25. Social Practice / C. Rights / 4. Property rights
Utilitarians might say property ownership encourages the best use of the land [Wolff,J]
     Full Idea: A utilitarian justification of property rights says allowing people to appropriate property, trade in it, and leave it to their descendants will encourage them to make the most productive use of their resources.
     From: Jonathan Wolff (An Introduction to Political Philosophy (Rev) [2006], 5 'Locke')
     A reaction: This obviously has a point, but equally justifies confiscation of land from people who are not making best use of it. In Sicily many landowners refused to allow the peasants to make any use at all of the land.
25. Social Practice / D. Justice / 1. Basis of justice
Justice corrects social faults, but also expresses respect to individuals as ends [Kymlicka]
     Full Idea: Justice is more than a remedial virtue. It does remedy defects in social co-ordination, ...but it also expresses the respect individuals are owed as ends in themselves, not as mean's to someone's good, or even to the common good.
     From: Will Kymlicka (Contemporary Political Philosophy (1st edn) [1990], 5.1)
     A reaction: That is, I take it, that justice operates at two different levels in our theoretical social thinking.
Rights and justice are only the last resorts of a society, something to fall back on [Wolff,J]
     Full Idea: Justice is the last virtue of society, or at least the last resort. Rights, or considerations of justice, are like an insurance policy: something offering security to fall back on.
     From: Jonathan Wolff (An Introduction to Political Philosophy (Rev) [2006], 6 'Transcending')
     A reaction: I like this. He points out that a good family doesn't talk of rights and justice.

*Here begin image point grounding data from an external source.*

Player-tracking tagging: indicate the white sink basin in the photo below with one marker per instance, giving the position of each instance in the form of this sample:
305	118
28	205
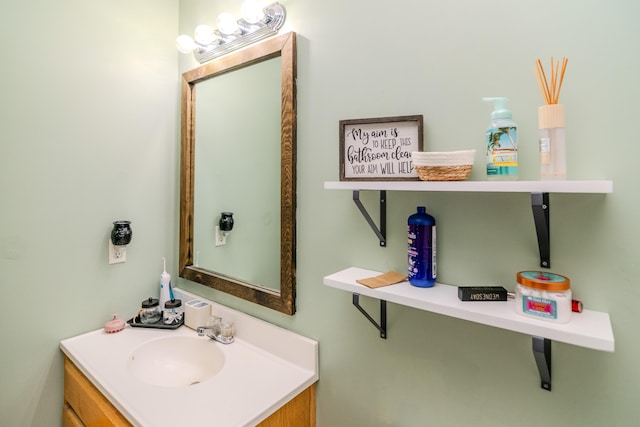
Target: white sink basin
176	361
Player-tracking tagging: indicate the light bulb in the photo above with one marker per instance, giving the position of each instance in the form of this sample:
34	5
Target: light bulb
227	23
185	44
204	34
252	11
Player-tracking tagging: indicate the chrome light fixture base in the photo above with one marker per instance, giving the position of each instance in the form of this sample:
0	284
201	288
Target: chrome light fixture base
247	33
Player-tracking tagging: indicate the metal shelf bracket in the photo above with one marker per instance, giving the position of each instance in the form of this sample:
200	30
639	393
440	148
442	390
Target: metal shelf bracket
542	354
382	327
382	231
540	207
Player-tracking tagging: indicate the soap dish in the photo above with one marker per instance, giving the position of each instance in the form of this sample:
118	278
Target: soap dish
135	322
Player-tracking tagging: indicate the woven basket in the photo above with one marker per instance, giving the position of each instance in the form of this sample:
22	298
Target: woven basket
444	173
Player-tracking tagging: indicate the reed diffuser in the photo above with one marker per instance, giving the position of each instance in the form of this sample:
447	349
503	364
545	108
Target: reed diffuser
553	158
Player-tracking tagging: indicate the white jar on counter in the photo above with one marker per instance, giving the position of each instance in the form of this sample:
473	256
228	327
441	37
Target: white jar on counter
545	296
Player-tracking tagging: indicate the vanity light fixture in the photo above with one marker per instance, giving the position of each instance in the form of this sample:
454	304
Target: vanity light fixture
257	23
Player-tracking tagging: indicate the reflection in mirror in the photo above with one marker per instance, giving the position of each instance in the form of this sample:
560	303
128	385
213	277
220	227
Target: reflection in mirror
237	169
240	158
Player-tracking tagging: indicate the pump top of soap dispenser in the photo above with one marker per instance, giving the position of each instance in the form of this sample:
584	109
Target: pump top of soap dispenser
500	110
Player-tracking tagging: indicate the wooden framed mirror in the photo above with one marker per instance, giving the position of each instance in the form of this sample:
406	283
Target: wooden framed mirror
245	186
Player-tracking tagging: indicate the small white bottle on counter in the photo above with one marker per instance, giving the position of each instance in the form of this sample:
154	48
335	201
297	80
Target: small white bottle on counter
544	296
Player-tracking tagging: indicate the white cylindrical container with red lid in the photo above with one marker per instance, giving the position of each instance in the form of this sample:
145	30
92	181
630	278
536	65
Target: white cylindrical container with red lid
545	296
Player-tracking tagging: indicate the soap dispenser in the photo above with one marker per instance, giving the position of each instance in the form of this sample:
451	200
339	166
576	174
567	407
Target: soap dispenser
501	139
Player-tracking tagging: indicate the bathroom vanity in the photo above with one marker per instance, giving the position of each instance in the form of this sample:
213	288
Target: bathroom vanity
265	378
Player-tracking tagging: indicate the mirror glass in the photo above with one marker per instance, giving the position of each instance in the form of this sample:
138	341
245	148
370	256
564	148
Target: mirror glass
238	156
237	170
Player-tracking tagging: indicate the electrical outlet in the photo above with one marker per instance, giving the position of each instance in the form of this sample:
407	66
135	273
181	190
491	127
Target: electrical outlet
221	237
117	254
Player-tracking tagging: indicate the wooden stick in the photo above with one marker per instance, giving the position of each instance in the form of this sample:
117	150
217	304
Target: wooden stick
544	79
536	71
564	67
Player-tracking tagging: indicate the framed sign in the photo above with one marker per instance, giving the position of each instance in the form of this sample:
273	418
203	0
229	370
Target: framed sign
379	149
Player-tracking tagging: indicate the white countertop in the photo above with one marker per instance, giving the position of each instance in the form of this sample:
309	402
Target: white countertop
264	368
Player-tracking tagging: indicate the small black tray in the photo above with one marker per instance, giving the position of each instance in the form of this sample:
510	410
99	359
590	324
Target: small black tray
135	322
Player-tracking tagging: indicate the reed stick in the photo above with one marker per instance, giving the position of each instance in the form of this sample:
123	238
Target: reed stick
551	93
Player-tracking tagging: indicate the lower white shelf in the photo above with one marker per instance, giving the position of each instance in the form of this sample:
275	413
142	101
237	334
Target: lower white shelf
590	329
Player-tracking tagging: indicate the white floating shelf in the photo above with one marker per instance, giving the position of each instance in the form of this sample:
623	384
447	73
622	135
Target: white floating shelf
597	187
590	329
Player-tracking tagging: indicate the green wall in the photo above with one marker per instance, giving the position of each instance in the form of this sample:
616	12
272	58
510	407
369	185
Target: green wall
89	135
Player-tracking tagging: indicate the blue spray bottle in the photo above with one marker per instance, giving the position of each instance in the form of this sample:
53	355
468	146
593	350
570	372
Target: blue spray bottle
421	230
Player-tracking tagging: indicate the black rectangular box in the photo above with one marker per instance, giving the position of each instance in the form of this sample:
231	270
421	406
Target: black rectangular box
482	293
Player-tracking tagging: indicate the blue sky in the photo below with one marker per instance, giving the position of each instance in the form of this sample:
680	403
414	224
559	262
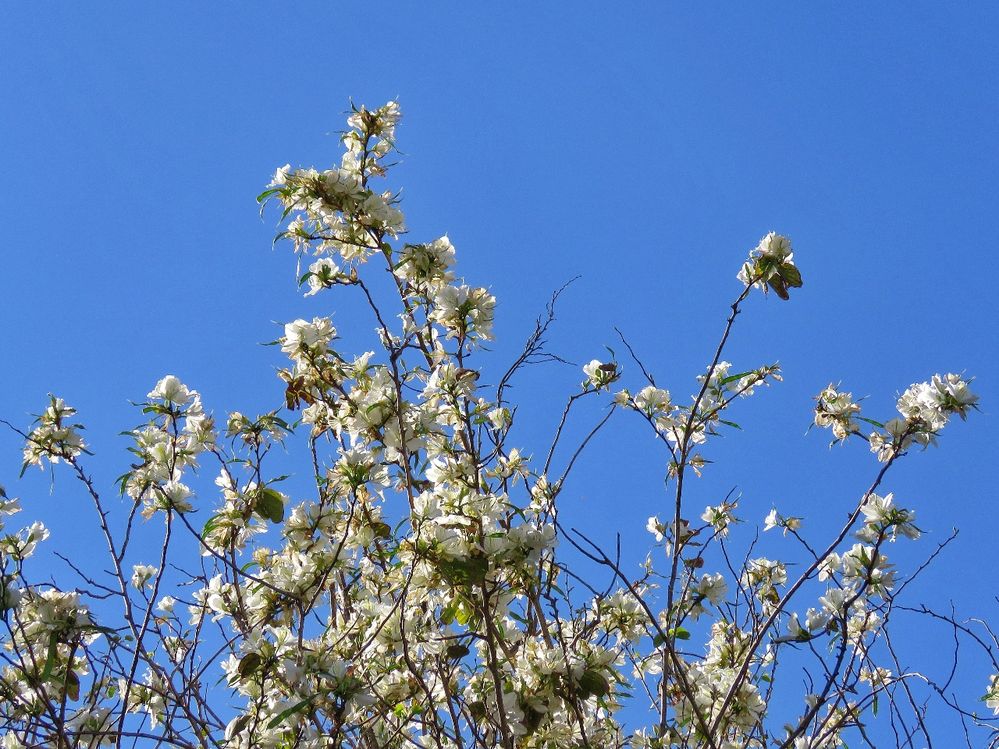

We want a friendly harmonious society, with safety nets.
25. Social Practice / D. Justice / 2. The Law / d. Legal positivism
Following some laws is not a moral matter; trivial traffic rules, for example [Wolff,J]
     Full Idea: Some laws have little grounding in morality. You may believe you have a moral obligation to stop at a red light at a deserted crossroads, but only because that is what the law tells you to do.
     From: Jonathan Wolff (An Introduction to Political Philosophy (Rev) [2006], 2 'Goal')
     A reaction: I would have thought such a law was wholly grounded in the morality of teamwork. It is the problem of rule utilitarianism, and also a problem about virtuous character. The puzzle is not the law, but the strict obedience to it.